OpenMathLib / OpenBLAS

OpenBLAS is an optimized BLAS library based on GotoBLAS2 1.13 BSD version.
http://www.openblas.net
BSD 3-Clause "New" or "Revised" License
6.26k stars 1.48k forks source link

MIPS32 24K / 24KE TARGET #2564

Closed bhack closed 4 years ago

bhack commented 4 years ago

Is there a target for MIPS32 24K / 24KE? http://en.techinfodepot.shoutwiki.com/wiki/MIPS32#MIPS32_24K_.2F_24KE

bhack commented 4 years ago

Same problem with Openwrt (19.07.2):

{standard input}:209: Error: opcode not supported on this processor: mips32r2 (mips32r2) `rdhwr $2,$30'
{standard input}:233: Error: opcode not supported on this processor: mips32r2 (mips32r2) `rdhwr $2,$30'
{standard input}:319: Error: opcode not supported on this processor: mips32r2 (mips32r2) `rdhwr $2,$30'
bhack commented 4 years ago

It seems to compile only with USE_THREAD=0 when we have the unmodified "rpcc" macro in common_mips.h

brada4 commented 4 years ago

Could you post any kind of boot log? We need to know command(s) that led to particualr output.

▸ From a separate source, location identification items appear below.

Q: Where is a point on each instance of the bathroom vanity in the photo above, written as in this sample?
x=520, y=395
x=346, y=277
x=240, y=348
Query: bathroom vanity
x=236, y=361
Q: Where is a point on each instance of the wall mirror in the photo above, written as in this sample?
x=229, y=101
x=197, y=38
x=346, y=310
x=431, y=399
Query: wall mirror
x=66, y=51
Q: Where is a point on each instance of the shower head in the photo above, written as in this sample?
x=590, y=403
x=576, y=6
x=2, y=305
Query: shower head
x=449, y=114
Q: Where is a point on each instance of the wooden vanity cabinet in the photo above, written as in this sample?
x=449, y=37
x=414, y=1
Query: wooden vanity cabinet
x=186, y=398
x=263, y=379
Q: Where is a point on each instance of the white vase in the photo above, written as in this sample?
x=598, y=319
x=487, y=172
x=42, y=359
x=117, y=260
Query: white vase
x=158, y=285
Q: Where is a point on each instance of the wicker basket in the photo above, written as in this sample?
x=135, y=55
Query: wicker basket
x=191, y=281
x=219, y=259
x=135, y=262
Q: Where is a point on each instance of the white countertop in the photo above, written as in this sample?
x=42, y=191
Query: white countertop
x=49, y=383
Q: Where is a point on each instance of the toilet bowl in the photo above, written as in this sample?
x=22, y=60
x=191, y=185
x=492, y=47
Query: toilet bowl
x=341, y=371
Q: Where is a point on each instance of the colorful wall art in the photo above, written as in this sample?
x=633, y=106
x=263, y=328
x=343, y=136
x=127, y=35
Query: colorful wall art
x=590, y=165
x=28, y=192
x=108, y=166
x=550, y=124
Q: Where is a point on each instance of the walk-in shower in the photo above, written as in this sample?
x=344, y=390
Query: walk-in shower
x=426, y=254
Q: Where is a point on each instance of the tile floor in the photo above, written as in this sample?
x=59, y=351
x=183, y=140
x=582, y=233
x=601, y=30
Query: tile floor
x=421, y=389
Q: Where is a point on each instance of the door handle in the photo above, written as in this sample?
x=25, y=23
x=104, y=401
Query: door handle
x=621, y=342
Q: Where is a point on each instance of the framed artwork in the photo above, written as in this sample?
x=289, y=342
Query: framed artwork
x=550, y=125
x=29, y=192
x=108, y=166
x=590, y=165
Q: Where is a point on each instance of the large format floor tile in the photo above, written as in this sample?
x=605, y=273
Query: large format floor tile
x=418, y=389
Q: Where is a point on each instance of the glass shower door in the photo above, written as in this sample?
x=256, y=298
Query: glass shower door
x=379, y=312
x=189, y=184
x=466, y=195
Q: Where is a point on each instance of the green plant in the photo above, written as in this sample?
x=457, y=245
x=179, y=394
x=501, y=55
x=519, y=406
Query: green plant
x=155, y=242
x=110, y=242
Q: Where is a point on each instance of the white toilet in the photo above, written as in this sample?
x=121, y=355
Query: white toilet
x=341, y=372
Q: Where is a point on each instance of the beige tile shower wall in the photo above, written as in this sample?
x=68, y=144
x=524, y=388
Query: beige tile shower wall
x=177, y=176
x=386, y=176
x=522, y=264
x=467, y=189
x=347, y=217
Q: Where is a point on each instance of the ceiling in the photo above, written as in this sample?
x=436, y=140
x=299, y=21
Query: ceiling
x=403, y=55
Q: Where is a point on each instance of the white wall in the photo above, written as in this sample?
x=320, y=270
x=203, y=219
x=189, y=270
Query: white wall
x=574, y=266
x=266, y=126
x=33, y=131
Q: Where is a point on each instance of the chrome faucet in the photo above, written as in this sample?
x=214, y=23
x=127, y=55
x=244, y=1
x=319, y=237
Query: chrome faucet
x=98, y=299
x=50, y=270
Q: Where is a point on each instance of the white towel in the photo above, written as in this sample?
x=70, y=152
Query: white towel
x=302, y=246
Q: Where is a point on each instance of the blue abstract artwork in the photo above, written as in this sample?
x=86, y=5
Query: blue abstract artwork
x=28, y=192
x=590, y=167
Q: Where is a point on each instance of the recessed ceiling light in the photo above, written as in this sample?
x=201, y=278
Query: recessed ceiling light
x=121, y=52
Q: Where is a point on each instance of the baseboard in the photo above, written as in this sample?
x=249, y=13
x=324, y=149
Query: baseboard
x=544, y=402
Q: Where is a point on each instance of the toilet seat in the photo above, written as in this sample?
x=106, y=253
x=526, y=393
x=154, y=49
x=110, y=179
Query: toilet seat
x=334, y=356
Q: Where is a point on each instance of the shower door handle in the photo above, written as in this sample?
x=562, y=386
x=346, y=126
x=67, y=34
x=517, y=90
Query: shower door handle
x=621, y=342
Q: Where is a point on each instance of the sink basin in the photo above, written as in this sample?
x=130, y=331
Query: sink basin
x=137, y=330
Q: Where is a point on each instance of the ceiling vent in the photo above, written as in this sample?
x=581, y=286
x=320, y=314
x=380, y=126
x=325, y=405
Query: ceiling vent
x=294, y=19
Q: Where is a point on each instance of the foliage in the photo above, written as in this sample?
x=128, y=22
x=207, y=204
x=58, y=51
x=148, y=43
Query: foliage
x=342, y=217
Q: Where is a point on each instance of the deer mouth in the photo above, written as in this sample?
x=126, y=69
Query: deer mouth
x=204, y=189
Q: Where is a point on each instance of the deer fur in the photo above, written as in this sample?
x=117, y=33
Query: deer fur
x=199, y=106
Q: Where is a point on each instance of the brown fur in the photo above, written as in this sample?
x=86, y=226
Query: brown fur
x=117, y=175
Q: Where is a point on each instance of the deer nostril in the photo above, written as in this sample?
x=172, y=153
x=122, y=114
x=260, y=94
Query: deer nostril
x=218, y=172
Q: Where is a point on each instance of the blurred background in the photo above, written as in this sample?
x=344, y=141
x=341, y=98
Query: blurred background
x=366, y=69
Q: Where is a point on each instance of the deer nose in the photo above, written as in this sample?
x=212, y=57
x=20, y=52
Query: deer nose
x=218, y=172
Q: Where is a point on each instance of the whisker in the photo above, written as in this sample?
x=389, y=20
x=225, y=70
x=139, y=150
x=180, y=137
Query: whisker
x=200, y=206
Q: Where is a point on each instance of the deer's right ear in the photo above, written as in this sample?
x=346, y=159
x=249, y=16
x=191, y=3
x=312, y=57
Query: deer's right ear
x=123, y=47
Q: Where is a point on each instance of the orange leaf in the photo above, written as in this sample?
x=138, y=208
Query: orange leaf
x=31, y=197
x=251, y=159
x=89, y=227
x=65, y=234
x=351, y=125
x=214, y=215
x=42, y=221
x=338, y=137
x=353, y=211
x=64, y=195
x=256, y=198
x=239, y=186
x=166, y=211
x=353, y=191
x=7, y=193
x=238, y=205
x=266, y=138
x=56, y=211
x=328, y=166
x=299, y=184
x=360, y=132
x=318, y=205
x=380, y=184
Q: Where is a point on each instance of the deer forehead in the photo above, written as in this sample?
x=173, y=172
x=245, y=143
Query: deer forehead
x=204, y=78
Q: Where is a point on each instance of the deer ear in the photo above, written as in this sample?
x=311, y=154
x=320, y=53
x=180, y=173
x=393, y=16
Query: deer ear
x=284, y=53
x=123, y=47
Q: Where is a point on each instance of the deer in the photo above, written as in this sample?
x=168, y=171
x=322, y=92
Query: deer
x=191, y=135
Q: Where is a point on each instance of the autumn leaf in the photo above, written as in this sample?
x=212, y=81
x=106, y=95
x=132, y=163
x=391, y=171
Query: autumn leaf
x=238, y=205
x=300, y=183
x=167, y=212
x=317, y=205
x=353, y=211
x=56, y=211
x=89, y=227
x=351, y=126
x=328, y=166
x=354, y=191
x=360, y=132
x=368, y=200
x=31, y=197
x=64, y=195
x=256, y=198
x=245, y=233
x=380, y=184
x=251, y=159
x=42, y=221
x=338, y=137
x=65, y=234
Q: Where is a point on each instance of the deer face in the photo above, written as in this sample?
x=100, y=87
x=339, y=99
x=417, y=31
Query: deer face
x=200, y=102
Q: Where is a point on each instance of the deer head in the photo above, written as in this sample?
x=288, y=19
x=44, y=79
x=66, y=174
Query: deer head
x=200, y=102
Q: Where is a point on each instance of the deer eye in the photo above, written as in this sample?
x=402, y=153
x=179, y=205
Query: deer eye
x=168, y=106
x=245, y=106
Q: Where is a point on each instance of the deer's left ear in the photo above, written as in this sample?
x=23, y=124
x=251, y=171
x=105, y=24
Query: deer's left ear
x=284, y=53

bhack commented 4 years ago

I don't have the card available now. All the things I am testing now are just crosscompilation for that target with fresh Ubuntu 18.04 Docker with a fresh Openwrt 19.0.2 toolkit. I've tried with USE_THREAD=0 cause I saw that your native test was a single thread build at https://github.com/xianyi/OpenBLAS/issues/2564#issuecomment-615961972

bhack commented 4 years ago

Sorry the link to your build was at https://github.com/xianyi/OpenBLAS/issues/2564#issuecomment-615957300

brada4 commented 4 years ago

Trying for multiple CPUs for openwrt. I think pthread lib is libc for musl, at least that has symbols.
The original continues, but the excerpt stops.